Quiet Lunch spoke with Alumni co-chair, and organizer of the yearly event, Michael Tcheyan about the history of the school and the relevance of holding an Alumni exhibition.

QL: The current show is the annual Alumni show, this is different from a show of current students work, some alumni are well established artists. Tell us about the differences and the reason behind exhibiting this group.

Michael Tcheyan: The goal of the exhibition is to highlight the exceptional nature of the school’s pedagogy.  We are an art school that emphasizes the uniqueness of each  artist’s personal search/journey to find their unique perceptions about the world. Where most schools have a dogma or a school of thought or dedication to an “ism” about making art the NYSS does not do any of this.  Instead it promotes a commitment to hard work and time in the studio, with the study of nature as a common starting point and then the courage to take your individual practice wherever it leads.

The alumni show is curated by representatives from well established galleries such as Hauser & Wirth, and Elizabeth Dee, tell us about how this benefits the alumni.

This is an excellent question.  Galleries obviously play an important part in the career of an artist and galleries also know more about the history of the school and its key founding faculty and origins than the average person in the art world.  At the same time Galleries have a very good sense of current trends in the art world in general.  Given these two factors we thought it made sense to invite these exceptional gallerists to look at the work of our alumni and each curate an exhibition showing what they felt were some of the more interesting works.

This year’s Alumni Show includes a selection of influencers including some previous teachers, could you tell us a bit about the choices.

As is not that well known, the school was founded by a joint initiative of art students and art teachers who rebelled against a tendency in art education to reduced the study of art to superficial study of various elements of  art making via 45 minute classes.  Instead the School promoted contact with mature and accomplished artists to give the student an idea of what a intense commitment to an art practice looked and felt like.  This year we decided to focus on some of the key artists present in the early years of the school as well as some of the individuals that very much influenced Mercedes and the school during its first two decades.

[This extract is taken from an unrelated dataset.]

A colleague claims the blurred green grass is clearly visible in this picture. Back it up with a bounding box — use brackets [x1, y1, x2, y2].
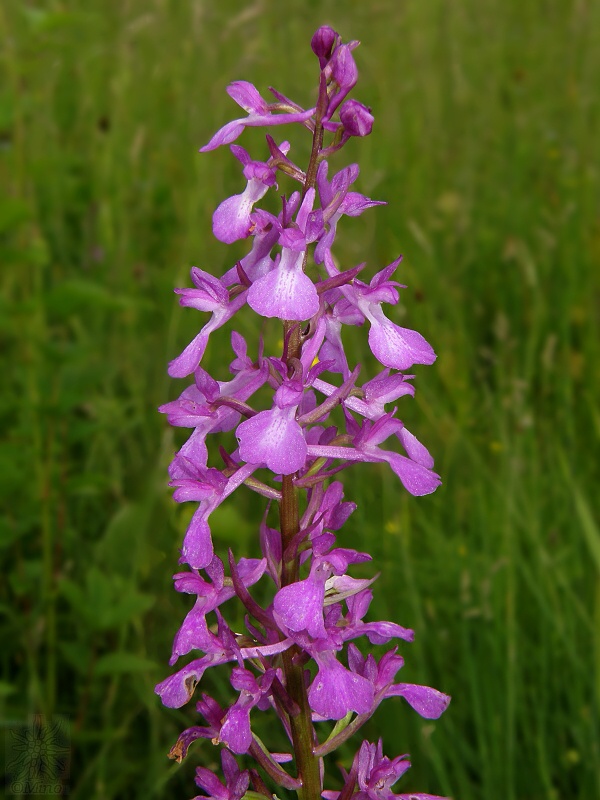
[1, 0, 599, 798]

Tell us the story of Mercedes Matter and the founding of the school.

In 1964, Mercedes founded the New York Studio School of Drawing, Painting, after writing a now infamous article for ARTnews titled What’s Wrong with U.S. Art Schools? in which she criticized the phasing out of extended studio classes which served “that painfully slow education of the senses,” which she considered essential. The article prompted a group of Pratt students, as well as some from Philadelphia, to ask Matter to form a school based on her ideas. The school was originally housed in a loft on Broadway and gained almost immediate support from the Kaplan Fund, Mrs. John D. Rockefeller III and the Ford Foundation. It granted no degrees, had only studio classes and emphasized drawing from life. Early teachers, chosen by the students, included the artists Philip Guston, Paul Georges, Milton Resnick, Charles Cajori, Louis Finkelstein and Sidney Geist; the art historian Meyer Schapiro; and the composer Morton Feldman.  

Why is the New York Studio School different now? Is there still this rebellious reputation?

What is different about the School is just how radical the idea of believing in painting, drawing, and sculpture is in today’s world. It allows for the artist’s perception of the world to emerge through a search that is long-lasting and sustaining. This is the polar opposite of an approach to art that has a cynical view of the art world; you will find at the New York Studio School a belief in art’s longevity and its remarkable journey.

The New York Studio School Alumni Exhibition will be on view at the schools
galleries at 8 West 8th St, New York through August 27, 2017.